There is no verse that explicitly says the earth is the center of the universe, just as there is no verse that explicitly says the earth is either 6,000 or 10,000 years old, depending on which genealogy one uses to date the moment of creation.  But there are verses from which it is logical to infer those things.  Having inferred those things, it is logical to continue believing them until sufficient, credible evidence to the contrary comes along.

According to Genesis, God made earth first.  Then the stars, the other planets, the sun, the moon, etc.  It is quite logical to infer that, having been made first, the earth was the center of the creation.  And it is true that people who later asserted that was not so were deemed heretics until it became impossible to believe the earth was the center of anything, let alone the universe.

It is also logical to infer from verses that refer to the “ends of the earth” and the “corners of the earth” that the earth is either flat or a cube.  Globes and circles do not have ends or corners.  And many people did believe that until sufficient, credible evidence to the contrary came along.  Amazingly, some still do.  Most flat earth societies are not serious, they’re just “drinking and marching societies,” but some really are serious.

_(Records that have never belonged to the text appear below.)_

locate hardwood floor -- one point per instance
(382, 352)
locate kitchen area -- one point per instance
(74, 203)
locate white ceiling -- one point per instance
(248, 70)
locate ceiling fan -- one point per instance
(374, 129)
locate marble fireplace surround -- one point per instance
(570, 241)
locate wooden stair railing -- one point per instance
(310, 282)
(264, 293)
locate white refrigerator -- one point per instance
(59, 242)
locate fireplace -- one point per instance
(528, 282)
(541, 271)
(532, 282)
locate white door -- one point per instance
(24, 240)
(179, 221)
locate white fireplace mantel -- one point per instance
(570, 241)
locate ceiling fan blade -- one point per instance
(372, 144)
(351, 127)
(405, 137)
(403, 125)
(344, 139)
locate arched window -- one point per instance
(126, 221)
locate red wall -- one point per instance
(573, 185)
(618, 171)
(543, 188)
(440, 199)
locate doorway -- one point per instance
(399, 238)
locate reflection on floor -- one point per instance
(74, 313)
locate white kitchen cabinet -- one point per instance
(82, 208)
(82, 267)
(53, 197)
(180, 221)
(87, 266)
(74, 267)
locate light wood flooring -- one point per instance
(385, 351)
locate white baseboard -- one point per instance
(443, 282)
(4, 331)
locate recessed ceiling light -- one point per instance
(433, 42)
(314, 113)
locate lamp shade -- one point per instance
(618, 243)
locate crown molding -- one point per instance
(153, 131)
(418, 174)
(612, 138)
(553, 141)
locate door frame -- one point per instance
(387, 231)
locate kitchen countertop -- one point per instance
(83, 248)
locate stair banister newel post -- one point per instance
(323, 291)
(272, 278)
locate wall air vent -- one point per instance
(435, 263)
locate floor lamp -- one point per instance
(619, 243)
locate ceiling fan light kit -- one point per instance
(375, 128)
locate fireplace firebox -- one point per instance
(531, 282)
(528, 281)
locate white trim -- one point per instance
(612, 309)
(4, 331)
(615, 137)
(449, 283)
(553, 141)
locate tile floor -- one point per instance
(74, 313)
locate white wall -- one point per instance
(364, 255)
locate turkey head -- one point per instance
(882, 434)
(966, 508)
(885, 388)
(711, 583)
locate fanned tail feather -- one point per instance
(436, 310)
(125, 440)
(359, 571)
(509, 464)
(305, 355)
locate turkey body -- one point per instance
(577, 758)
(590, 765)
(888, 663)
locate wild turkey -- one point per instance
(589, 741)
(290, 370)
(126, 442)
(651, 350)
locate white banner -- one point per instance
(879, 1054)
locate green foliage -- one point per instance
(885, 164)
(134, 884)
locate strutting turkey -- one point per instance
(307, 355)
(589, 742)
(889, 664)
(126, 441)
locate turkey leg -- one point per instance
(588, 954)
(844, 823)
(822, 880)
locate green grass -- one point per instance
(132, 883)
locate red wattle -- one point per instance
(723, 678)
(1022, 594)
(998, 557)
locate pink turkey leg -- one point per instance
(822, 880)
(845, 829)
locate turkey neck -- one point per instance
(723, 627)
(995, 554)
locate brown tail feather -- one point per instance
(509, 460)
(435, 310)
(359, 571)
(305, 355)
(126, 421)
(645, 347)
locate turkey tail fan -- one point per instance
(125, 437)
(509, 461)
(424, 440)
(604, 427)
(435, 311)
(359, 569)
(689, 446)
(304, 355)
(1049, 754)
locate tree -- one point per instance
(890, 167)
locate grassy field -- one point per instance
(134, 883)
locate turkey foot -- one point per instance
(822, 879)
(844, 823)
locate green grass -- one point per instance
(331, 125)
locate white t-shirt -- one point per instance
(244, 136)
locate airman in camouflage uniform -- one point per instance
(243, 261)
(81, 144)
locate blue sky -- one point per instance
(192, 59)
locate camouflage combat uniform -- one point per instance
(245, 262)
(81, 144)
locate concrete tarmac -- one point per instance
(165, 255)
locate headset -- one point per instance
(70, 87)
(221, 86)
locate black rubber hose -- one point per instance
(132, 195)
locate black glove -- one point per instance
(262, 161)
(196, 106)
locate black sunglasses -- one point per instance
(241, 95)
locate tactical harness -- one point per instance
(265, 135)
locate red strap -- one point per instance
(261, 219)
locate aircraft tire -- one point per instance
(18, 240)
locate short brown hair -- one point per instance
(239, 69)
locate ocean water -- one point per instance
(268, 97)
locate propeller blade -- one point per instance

It is logical to infer the earth is only 6,000 or 10,000 years old, depending on which genealogy one uses, too.  And many people did that until sufficient, credible evidence to the contrary came along.  I think sufficient, credible evidence has come along.  Others don’t.

But that does not mean the message of Genesis is wrong.  It just means the message of Genesis is something other than “the earth is 6,000 or 10,000 years old.”